Namun harus diakui, tantangan Indonesia untuk menjadi negara maju tidaklah mudah. Tantangan utama, Indonesia harus bisa memberantas korupsi dalam pemerintahan dan semua sektor kegiatan ekonomi. Masalah korupsi kini telah menjadi hambatan pembangunan di hampir seluruh sektor pembangunan di Indonesia. Masih maraknya korupsi, telah mengurangi kualitas dari hasil pembangunan. Misalnya gedung sekolah yang baru dibangun, bisa saja runtuh dalam waktu  satu tahun karena kualitas bangunannya yang rendah akibat di korupsi.
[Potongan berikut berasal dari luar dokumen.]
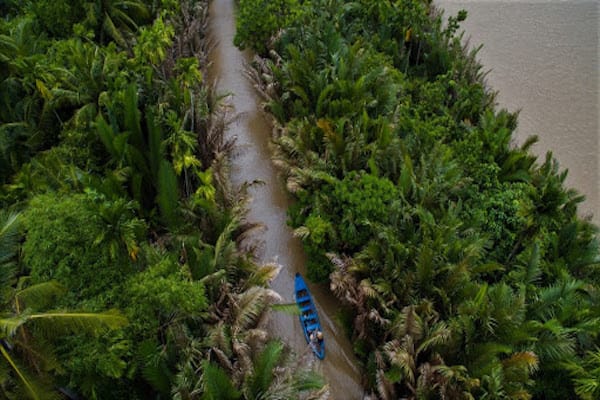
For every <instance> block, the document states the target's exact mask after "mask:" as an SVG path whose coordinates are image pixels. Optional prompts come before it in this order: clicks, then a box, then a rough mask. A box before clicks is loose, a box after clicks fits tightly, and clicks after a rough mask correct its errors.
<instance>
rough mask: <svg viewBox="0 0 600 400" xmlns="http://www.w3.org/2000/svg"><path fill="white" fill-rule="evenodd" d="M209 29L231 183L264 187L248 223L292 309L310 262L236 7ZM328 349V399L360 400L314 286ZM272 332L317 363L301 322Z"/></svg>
mask: <svg viewBox="0 0 600 400" xmlns="http://www.w3.org/2000/svg"><path fill="white" fill-rule="evenodd" d="M209 26H210V30H211V35H212V38H213V40H214V41H215V42H216V46H215V48H214V49H213V51H212V54H211V56H210V59H211V62H212V66H211V73H210V76H211V79H213V80H214V81H215V82H216V83H217V90H218V91H219V92H220V93H228V94H230V97H229V99H228V102H229V103H230V105H231V107H232V111H231V117H232V123H231V124H230V125H229V127H228V130H227V133H226V134H227V135H228V137H229V138H232V139H233V138H235V139H236V150H234V153H235V156H234V157H233V160H232V170H231V178H232V181H233V183H234V185H237V186H238V187H239V186H240V185H243V184H244V183H246V182H254V181H260V182H262V184H260V185H256V186H254V187H253V188H251V189H250V194H251V197H252V201H251V203H250V204H249V212H248V215H247V219H248V221H249V222H253V223H254V222H257V223H260V224H262V225H263V226H264V230H263V231H262V232H261V233H260V234H258V235H257V238H256V240H257V241H259V242H260V243H261V245H260V250H259V252H258V253H259V257H260V259H261V261H262V262H276V263H278V264H280V265H281V270H280V272H279V275H278V276H277V278H276V279H275V280H274V281H273V282H272V285H271V286H272V288H273V289H274V290H276V291H277V292H278V293H280V294H281V295H282V296H283V298H284V302H287V303H292V302H293V287H294V286H293V282H294V275H295V273H296V272H301V273H304V272H305V263H306V258H305V255H304V251H303V249H302V245H301V243H300V240H299V239H297V238H295V237H294V236H293V234H292V231H291V229H290V228H289V227H288V226H287V214H286V213H287V210H288V208H289V206H290V204H291V203H290V198H289V196H288V195H287V194H286V193H285V190H284V187H283V184H282V182H281V179H280V178H279V177H278V175H277V173H276V171H275V168H274V166H273V164H272V162H271V153H270V151H269V141H270V138H271V129H272V128H271V126H270V125H269V123H268V121H267V119H266V118H265V116H264V115H263V112H262V109H261V99H259V97H258V93H257V91H256V90H255V89H254V87H253V86H252V82H250V80H249V79H248V78H247V77H246V75H245V73H244V71H245V68H246V65H245V64H246V63H248V62H249V61H250V60H251V54H250V52H248V51H246V52H240V51H239V50H238V49H237V48H236V47H235V46H234V45H233V37H234V34H235V16H234V1H233V0H220V1H212V2H211V8H210V25H209ZM310 289H311V291H312V293H313V296H314V300H315V303H316V305H317V309H318V310H319V316H320V319H321V324H322V325H323V327H324V333H325V337H326V343H327V353H326V357H325V359H324V360H323V361H321V362H319V363H318V366H317V368H318V369H319V370H320V371H321V372H322V374H323V376H324V377H325V379H326V381H327V383H328V385H329V387H330V394H331V397H330V398H331V399H336V400H354V399H362V393H363V390H362V387H361V377H360V372H359V369H358V362H357V360H356V358H355V357H354V355H353V352H352V346H351V344H350V342H349V341H348V339H347V338H346V336H345V334H344V333H343V332H342V330H341V329H340V328H339V327H338V325H337V324H336V323H335V317H336V313H337V311H338V308H339V307H338V305H339V302H338V301H337V300H336V299H335V298H334V297H333V296H332V295H331V293H329V292H328V291H326V290H324V289H323V288H319V287H317V286H313V285H310ZM268 330H269V331H270V333H271V334H272V335H273V336H275V337H279V338H281V339H282V340H284V341H285V343H286V344H288V345H289V346H290V347H291V348H292V350H294V352H295V353H296V354H298V355H299V356H300V357H301V362H304V363H314V360H313V356H312V353H311V352H310V350H309V348H308V346H307V344H306V341H305V338H304V335H303V333H302V330H301V327H300V324H299V322H298V318H297V317H296V316H292V315H287V314H285V313H281V312H276V313H271V315H270V318H269V323H268Z"/></svg>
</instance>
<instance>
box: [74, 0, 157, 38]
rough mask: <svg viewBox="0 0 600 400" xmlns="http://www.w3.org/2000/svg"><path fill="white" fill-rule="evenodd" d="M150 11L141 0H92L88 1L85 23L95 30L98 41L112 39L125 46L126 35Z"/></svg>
mask: <svg viewBox="0 0 600 400" xmlns="http://www.w3.org/2000/svg"><path fill="white" fill-rule="evenodd" d="M149 17H150V11H149V10H148V7H147V6H146V4H145V3H144V2H143V1H142V0H94V1H93V2H89V3H88V16H87V21H86V22H87V23H88V24H89V25H90V26H91V27H92V28H93V29H94V30H95V32H96V38H97V40H98V42H99V43H101V44H105V43H106V42H107V41H108V40H107V38H111V39H113V40H114V41H115V42H116V43H117V44H119V45H120V46H122V47H125V48H126V47H127V41H126V36H127V35H128V34H131V33H132V32H134V31H135V30H137V28H138V24H139V23H143V22H146V21H147V19H148V18H149Z"/></svg>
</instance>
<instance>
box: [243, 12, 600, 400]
mask: <svg viewBox="0 0 600 400" xmlns="http://www.w3.org/2000/svg"><path fill="white" fill-rule="evenodd" d="M259 3H261V2H260V1H253V0H241V1H240V8H241V9H242V10H251V9H252V7H253V6H256V5H257V4H259ZM278 3H280V4H281V6H282V7H284V10H285V11H284V12H282V15H285V16H286V20H285V21H286V24H285V25H281V24H275V23H273V21H272V20H271V19H270V16H268V15H264V14H261V13H257V12H254V13H249V12H247V11H246V12H241V13H240V15H239V18H240V19H239V20H238V26H239V27H240V29H239V30H238V38H237V41H238V43H241V44H243V45H245V46H249V47H251V48H253V49H255V50H256V51H257V52H258V53H260V54H263V55H265V56H266V58H257V59H256V62H255V63H254V74H253V75H254V79H255V80H256V83H257V86H258V88H259V90H260V92H261V93H262V95H263V96H264V97H265V99H266V105H265V107H266V109H267V110H268V111H269V112H270V113H271V115H272V116H273V119H274V123H275V124H276V127H277V129H276V133H275V134H274V138H273V142H274V148H275V156H274V158H275V160H274V161H275V162H276V164H277V165H278V166H279V167H280V168H281V172H282V174H283V176H284V178H285V180H286V184H287V188H288V189H289V191H290V192H291V193H293V194H294V196H295V198H296V200H297V201H296V204H295V206H294V207H293V208H292V209H291V210H290V213H289V216H290V223H291V224H292V226H293V227H294V228H295V233H296V234H297V235H298V236H300V237H302V239H303V243H304V245H305V249H306V251H307V253H308V255H309V258H310V260H309V266H308V268H309V274H310V275H311V277H312V278H313V279H314V280H318V281H325V280H329V281H330V284H331V289H332V291H333V292H334V293H335V294H336V295H337V296H338V297H339V298H340V300H341V301H342V302H344V303H345V304H346V305H348V306H349V309H350V312H349V313H348V315H347V316H346V319H347V320H348V321H350V323H349V334H350V335H351V337H352V340H353V341H354V343H355V351H356V353H357V354H358V356H359V358H360V359H361V360H362V362H363V364H364V368H365V370H366V372H367V376H368V382H367V385H368V387H369V388H370V389H371V390H372V391H373V393H374V395H376V396H378V397H379V398H382V399H396V398H407V399H530V398H534V399H572V398H581V399H597V398H600V337H599V332H600V269H599V265H598V262H599V258H598V243H597V236H596V235H597V231H596V227H595V226H594V225H592V224H591V222H590V219H589V218H581V217H579V216H578V215H577V206H578V204H579V203H580V202H581V201H582V200H583V197H582V196H580V195H579V194H578V193H577V192H576V191H575V190H573V189H570V188H567V187H565V185H564V181H565V177H566V171H561V170H560V168H559V164H558V162H557V161H556V160H555V159H554V158H553V157H552V154H548V155H547V156H546V157H545V158H543V159H537V157H536V156H534V155H533V154H532V153H531V152H530V148H531V146H532V145H533V144H534V143H535V142H536V138H535V137H532V138H531V139H529V140H527V141H526V142H525V143H523V144H522V145H521V146H515V145H514V144H513V143H512V141H511V139H512V134H513V132H514V130H515V128H516V125H517V115H516V114H513V113H510V112H507V111H506V110H500V109H497V107H496V104H495V101H494V93H493V92H492V91H491V90H490V89H489V88H487V87H486V85H485V82H484V75H485V74H483V72H482V67H481V66H480V65H479V64H478V63H477V61H476V53H477V51H476V50H477V49H469V48H467V47H466V45H465V44H464V41H463V37H462V34H460V33H459V23H460V22H461V21H462V20H464V18H465V17H466V13H465V12H461V13H459V14H458V15H456V16H451V17H449V18H447V19H446V18H444V16H443V14H442V12H441V11H440V10H438V9H436V8H435V7H434V6H433V5H432V2H431V1H430V0H403V1H393V0H381V1H370V0H354V1H341V0H312V1H304V2H302V1H300V2H295V1H280V2H278ZM285 7H288V8H287V9H286V8H285ZM255 29H260V30H261V32H263V33H264V32H269V39H268V40H264V36H265V35H264V34H261V35H253V34H251V33H248V32H254V30H255Z"/></svg>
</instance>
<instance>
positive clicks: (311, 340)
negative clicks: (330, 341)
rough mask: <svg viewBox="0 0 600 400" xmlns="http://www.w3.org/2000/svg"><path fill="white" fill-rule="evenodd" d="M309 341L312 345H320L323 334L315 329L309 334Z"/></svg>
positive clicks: (317, 330) (319, 331)
mask: <svg viewBox="0 0 600 400" xmlns="http://www.w3.org/2000/svg"><path fill="white" fill-rule="evenodd" d="M310 341H311V342H313V343H320V342H322V341H323V332H321V331H319V330H317V329H315V330H314V331H312V332H311V333H310Z"/></svg>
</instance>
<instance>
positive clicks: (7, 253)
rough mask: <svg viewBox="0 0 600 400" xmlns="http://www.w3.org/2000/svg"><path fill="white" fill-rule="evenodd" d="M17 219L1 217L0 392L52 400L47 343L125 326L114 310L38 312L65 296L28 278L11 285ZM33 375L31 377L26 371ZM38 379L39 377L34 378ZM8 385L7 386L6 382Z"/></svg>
mask: <svg viewBox="0 0 600 400" xmlns="http://www.w3.org/2000/svg"><path fill="white" fill-rule="evenodd" d="M18 218H19V217H18V215H17V214H9V213H6V212H4V211H2V213H0V268H1V272H2V277H3V279H2V281H1V282H0V285H1V286H0V293H2V294H3V298H2V307H1V308H0V353H1V354H2V361H3V364H4V365H5V366H6V368H1V369H0V370H1V371H2V372H3V373H2V374H0V379H1V382H0V390H2V391H3V392H4V394H5V395H6V396H10V393H11V392H12V391H13V389H14V388H15V387H20V389H21V390H22V394H23V396H24V397H27V398H31V399H42V398H47V397H52V396H51V394H52V391H51V390H49V389H48V387H47V386H46V385H47V383H45V381H46V378H47V373H48V372H49V371H52V370H56V369H57V368H59V366H58V365H57V364H56V361H55V360H54V358H53V357H52V353H51V352H49V351H48V350H49V349H48V347H47V346H48V345H49V343H50V341H51V338H53V337H55V336H56V335H60V334H64V333H69V332H82V331H83V332H89V333H96V332H98V331H101V330H105V329H116V328H119V327H122V326H124V325H125V324H126V323H127V320H126V319H125V318H124V317H122V316H121V315H120V314H119V313H118V312H116V311H108V312H103V313H88V312H65V311H61V310H58V311H38V310H41V309H45V308H47V307H48V305H49V304H50V303H51V301H52V300H53V299H54V298H56V297H57V296H58V295H60V294H61V293H63V292H64V288H63V287H61V286H60V285H59V284H57V283H56V282H52V281H50V282H44V283H39V284H35V285H31V286H27V277H21V278H20V279H19V280H18V282H16V284H15V282H14V278H13V277H14V276H15V275H16V265H15V264H14V263H13V262H12V261H13V260H14V257H15V256H16V251H17V244H18V239H19V235H18V230H19V222H18V221H19V220H18ZM30 371H31V372H30ZM33 376H37V377H38V378H34V377H33ZM9 382H10V383H9Z"/></svg>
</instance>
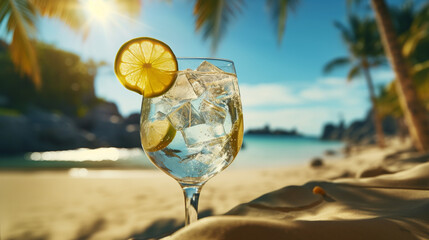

Tantangan berikutnya adalah bagaimana mengatasi perilaku birokrasi dalam mengkoordinasi pembangunan, baik diantara internal pemerintahan maupun pusat dengan daerah. Misalnya pada saat ini banyak rencana pembangunan jalan-jalan tol yang macet bertahun-tahun, karena tidak ada kerjasama yang baik didalam pembebasan lahan diantara instansi terkait. Padahal dengan terbangunnya jalan-jalan tol dimaksud, maka akan memperlancar barang dan jasa untuk ekspor dan impor, baik melalui bandara udara maupun pelabuhan laut, sehingga akan berdampak positif terhadap perkembangan investasi di Indonesia.

Begitu pula ternyata tidak mudah untuk mensinergikan instansi terkait agar arus barang ekspor impor yang melalui pelabuhan-pelabuhan laut di Indonesia dapat berjalan dengan lancar. Inilah salah satunya yang menyebabkan daya saing kita masih rendah dibandingkan Singapura atau Malaysia.

Merubah paradigma birokrasi dari “dilayani”  menjadi “melayani”  dan mempercepat prosedur, memang tidak mudah. Meskipun reformasi birokrasi sudah dilaksanakan dan ada perbaikan di sejumlah instansi pemerintah, tapi tetap saja masyarakat belum puas.

Analisis saya,

Kalau Indonesia sudah berhasil mengatasi dua tantangan diatas, yaitu pemberantasan korupsi dan merubah perilaku birokrasi menjadi lebih efisien, bersifat melayani, dan mampu mensinergikan instansi terkait untuk mendukung pembangunan, maka saya yakin Indonesia tidak perlu menunggu sampai tahun 2030 untuk bisa berdiri sejajar dengan bangsa- bangsa maju lainnya.